The garden is regarded as one of the most beautiful ones of its type. It has been reported that it is the oldest surviving Persian garden in Iran.
Reflecting its location and sacred symbolism, Fin Garden is a masterpiece combining natural and man-made elements.
Designed for Shah Abbas I in the 16th century, the delightful garden with its symmetrical proportions, old cedars, spring-fed pools and fountains is renowned as being the very epitome of the Persian garden and its evocation of heaven.
It enjoys astonishing architectural features and a water pumping system which carries water all across the garden without any electricity or external power.
Given its influence in the planning of gardens as far afield as India and Spain, Fin Garden, which lies in the suburb of Fin, 9km southwest of central Kashan, has justly earned a place on the UNESCO World Heritage list since 2011.

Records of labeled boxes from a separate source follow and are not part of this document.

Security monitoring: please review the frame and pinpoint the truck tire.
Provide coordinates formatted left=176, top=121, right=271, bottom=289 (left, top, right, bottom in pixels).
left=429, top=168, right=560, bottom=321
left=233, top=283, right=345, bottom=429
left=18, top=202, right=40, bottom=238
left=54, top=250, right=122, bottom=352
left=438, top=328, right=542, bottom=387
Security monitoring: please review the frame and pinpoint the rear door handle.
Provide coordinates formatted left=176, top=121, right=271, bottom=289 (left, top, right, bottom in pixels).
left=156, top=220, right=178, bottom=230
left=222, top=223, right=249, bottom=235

In contrast to the arid location, the garden flows with crystal-clear warm water channeled from a natural spring through a series of turquoise-tiled pools and fountains and continuing along the main road.
The evergreen trees inside the garden are up to 500 years old, and the profusion of complementary deciduous trees contributes to a garden that works to please year-round.
As for the planting, each of the parterres have avenues lined with cypress and plane trees, with varieties of almond, apple, cherry, and plum trees planted as well.
The garden is teamed with Lilies, eglantine, rosebushes, jasmine, amaranth, gillyflower, narcissus, violets, and tulips.
The highlights of the garden are two pavilions, a two-storey pool house with water running through the middle of the ground floor, and a recreational pavilion at the backyard of the garden.
Built in the later Qajar period, the delightful building sports an elaborate painted dome of outdoor vignettes.
In the adjoining rooms, stalactite ceilings and colored glass windows play a role in keeping visitors content with blue, white and green glass chosen to be cool and soothing and to make the room look bigger; in contrast, red, orange and yellow glass has the opposite effect, making the room seem warmer in winter.
Interestingly, red and blue combined apparently confuses insects and wards off mosquitoes.
The garden is also a home to Fin Bath, where the Qajar chancellor Mirza Taqi Khan, more commonly known as Amir Kabir, was murdered by an assassin sent by King Nasereddin Shah in 1852.